Vi diranno che il sorteggio è una lotteria. Che è roba da tombola natalizia. 🎰

Vi diranno che ci vuole competenza, che non si può affidare la giustizia al caso.

Ma mentono sapendo di mentire.

Perché il sorteggio si applica a persone che sono già magistrati!

Hanno già vinto un concorso difficilissimo. Hanno già la competenza tecnica. Hanno già la toga sulle spalle.

Non si sorteggia il salumiere sotto casa o il barista per fare il giudice del CSM. Si sorteggia tra giudici esperti.

L’unica cosa che manca al sorteggiato rispetto al membro eletto dalle correnti… è la tessera.

L’unica cosa che gli manca è il guinzaglio. 🐕

Ecco cosa dà fastidio a Landini e ai suoi amici: l’assenza del guinzaglio.

Siamo arrivati a un punto di non ritorno.

Le parole di Landini segnano il confine netto, invalicabile, tra chi vuole cambiare l’Italia e chi vuole che tutto resti com’è, pur di mantenere la propria fetta di torta.

È una battaglia di potere brutale combattuta sulla pelle della Giustizia.

E mentre loro si indignano per un sorteggio, milioni di italiani aspettano sentenze che non arrivano mai.

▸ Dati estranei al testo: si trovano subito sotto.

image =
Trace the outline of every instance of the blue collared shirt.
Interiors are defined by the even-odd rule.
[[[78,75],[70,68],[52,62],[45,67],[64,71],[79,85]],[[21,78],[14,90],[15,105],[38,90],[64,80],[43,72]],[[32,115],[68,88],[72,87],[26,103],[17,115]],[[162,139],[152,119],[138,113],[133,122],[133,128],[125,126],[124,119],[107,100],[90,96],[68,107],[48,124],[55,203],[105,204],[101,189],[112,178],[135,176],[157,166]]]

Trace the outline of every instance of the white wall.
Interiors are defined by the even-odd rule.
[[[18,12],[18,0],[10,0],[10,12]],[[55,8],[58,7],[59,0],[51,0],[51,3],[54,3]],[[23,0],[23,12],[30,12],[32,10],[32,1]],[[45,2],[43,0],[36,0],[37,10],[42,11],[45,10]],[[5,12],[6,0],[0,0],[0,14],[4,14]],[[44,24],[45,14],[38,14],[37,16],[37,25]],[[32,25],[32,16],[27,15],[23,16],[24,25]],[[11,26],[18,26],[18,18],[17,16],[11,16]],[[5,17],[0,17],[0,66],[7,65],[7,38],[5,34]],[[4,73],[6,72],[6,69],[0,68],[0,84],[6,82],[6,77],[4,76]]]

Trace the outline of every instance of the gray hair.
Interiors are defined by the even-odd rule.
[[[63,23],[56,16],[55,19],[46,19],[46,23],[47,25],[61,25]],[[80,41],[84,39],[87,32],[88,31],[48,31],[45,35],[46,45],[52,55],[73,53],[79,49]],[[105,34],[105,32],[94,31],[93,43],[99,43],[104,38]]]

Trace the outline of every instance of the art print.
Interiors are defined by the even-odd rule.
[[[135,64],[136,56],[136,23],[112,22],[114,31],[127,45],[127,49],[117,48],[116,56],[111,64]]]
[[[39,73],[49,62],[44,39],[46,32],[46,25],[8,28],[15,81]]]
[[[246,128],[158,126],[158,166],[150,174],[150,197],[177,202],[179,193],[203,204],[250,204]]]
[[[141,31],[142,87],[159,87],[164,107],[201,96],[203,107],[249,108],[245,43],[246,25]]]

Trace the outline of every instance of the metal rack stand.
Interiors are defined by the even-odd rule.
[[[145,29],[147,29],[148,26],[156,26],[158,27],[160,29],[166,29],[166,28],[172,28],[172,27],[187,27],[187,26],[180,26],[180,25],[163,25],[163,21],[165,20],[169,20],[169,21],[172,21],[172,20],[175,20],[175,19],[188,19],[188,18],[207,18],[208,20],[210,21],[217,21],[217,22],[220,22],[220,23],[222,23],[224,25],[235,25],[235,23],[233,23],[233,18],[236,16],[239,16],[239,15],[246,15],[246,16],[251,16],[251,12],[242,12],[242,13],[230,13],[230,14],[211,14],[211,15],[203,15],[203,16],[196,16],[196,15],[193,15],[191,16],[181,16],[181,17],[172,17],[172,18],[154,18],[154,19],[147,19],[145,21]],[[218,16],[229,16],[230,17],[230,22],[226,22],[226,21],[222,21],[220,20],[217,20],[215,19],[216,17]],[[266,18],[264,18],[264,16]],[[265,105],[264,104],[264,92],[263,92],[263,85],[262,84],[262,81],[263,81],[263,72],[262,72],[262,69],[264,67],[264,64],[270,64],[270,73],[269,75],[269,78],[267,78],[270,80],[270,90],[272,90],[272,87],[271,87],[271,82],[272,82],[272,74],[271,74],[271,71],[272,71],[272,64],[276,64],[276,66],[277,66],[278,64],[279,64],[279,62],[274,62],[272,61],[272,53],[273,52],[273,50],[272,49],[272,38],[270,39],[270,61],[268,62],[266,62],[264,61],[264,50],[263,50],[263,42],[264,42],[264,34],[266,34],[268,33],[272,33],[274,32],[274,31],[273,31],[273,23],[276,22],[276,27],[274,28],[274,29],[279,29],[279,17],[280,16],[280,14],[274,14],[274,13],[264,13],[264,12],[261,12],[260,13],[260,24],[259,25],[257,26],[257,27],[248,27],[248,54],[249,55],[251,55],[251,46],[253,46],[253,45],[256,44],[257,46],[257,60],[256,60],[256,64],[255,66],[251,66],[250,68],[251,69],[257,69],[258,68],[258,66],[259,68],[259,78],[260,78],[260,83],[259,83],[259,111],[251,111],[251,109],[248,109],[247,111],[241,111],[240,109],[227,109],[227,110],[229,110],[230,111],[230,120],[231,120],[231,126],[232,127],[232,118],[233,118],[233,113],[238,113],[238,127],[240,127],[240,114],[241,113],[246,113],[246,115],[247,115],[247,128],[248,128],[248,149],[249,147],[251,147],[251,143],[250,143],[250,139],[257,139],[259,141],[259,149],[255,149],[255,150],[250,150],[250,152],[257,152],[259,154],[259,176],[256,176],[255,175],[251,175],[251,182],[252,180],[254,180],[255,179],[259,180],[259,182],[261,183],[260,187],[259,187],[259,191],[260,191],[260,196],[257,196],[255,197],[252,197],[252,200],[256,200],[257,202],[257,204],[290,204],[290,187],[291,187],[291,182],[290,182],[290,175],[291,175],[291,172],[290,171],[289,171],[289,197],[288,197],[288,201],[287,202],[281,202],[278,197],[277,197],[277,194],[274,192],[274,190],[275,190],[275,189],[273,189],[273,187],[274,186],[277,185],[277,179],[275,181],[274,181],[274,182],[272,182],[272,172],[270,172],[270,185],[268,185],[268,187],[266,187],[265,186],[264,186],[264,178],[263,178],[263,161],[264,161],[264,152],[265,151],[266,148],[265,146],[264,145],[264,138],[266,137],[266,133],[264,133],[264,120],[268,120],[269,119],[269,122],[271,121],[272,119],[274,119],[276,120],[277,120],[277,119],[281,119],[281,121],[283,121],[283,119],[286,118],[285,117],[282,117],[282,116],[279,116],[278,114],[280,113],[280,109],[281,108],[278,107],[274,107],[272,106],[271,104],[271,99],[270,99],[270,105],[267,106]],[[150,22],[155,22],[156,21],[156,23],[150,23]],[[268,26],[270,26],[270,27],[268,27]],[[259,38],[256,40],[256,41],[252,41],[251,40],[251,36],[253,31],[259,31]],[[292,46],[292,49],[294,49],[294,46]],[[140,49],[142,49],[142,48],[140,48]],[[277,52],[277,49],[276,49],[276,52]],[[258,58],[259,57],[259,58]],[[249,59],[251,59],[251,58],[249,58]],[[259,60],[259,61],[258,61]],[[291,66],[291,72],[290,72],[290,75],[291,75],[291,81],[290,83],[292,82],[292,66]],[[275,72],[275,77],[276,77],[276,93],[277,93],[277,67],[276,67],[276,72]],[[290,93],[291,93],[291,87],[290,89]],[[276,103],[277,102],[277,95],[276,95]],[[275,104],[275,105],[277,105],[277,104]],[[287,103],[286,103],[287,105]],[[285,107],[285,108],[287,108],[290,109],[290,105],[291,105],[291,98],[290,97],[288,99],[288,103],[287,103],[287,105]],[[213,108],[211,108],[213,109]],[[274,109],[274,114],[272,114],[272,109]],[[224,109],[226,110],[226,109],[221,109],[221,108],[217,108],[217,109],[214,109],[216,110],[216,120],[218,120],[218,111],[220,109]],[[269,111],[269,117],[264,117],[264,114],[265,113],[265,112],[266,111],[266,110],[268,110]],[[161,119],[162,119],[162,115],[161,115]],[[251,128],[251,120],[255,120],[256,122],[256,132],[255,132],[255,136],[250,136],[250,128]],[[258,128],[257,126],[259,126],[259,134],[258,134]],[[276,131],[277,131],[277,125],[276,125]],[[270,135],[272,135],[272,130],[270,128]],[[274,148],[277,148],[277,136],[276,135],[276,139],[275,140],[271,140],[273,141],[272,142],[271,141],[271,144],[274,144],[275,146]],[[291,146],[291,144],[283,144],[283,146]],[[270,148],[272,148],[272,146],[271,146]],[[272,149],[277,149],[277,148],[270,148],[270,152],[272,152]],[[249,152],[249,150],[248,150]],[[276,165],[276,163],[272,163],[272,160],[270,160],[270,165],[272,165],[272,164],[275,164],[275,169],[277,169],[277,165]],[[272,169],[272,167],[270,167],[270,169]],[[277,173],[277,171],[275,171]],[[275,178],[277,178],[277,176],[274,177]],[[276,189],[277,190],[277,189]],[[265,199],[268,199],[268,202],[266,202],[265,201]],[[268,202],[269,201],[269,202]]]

Si perdono nei meandri di una burocrazia giudiziaria lenta, farraginosa, costosa, spesso ostaggio di logiche che nulla hanno a che fare con la Legge.

Ma loro, dall’alto dei loro scranni, continuano a dirci che va tutto bene. Che il problema è chi vuole cambiare.

Ci trattano come sudditi a cui spiegare cosa è “degno” e cosa no.

Ma la dignità, quella vera, non sta nelle loro parole alate. Sta nella verità che cercano di nascondere sotto il tappeto.

E oggi, quella verità ha fatto un passo avanti verso la luce.

Non dimenticate mai questa parola: Sorteggio.

Perché finché farà così tanta paura ai potenti, significherà che è la strada giusta.

Il sistema trema. Le fondamenta scricchiolano.

E le urla di Landini sono solo la prova che il colpo è andato a segno, dritto al cuore del problema.

Restate svegli.

Perché la partita è appena iniziata e la prossima mossa sarà ancora più sporca, più subdola, più disperata.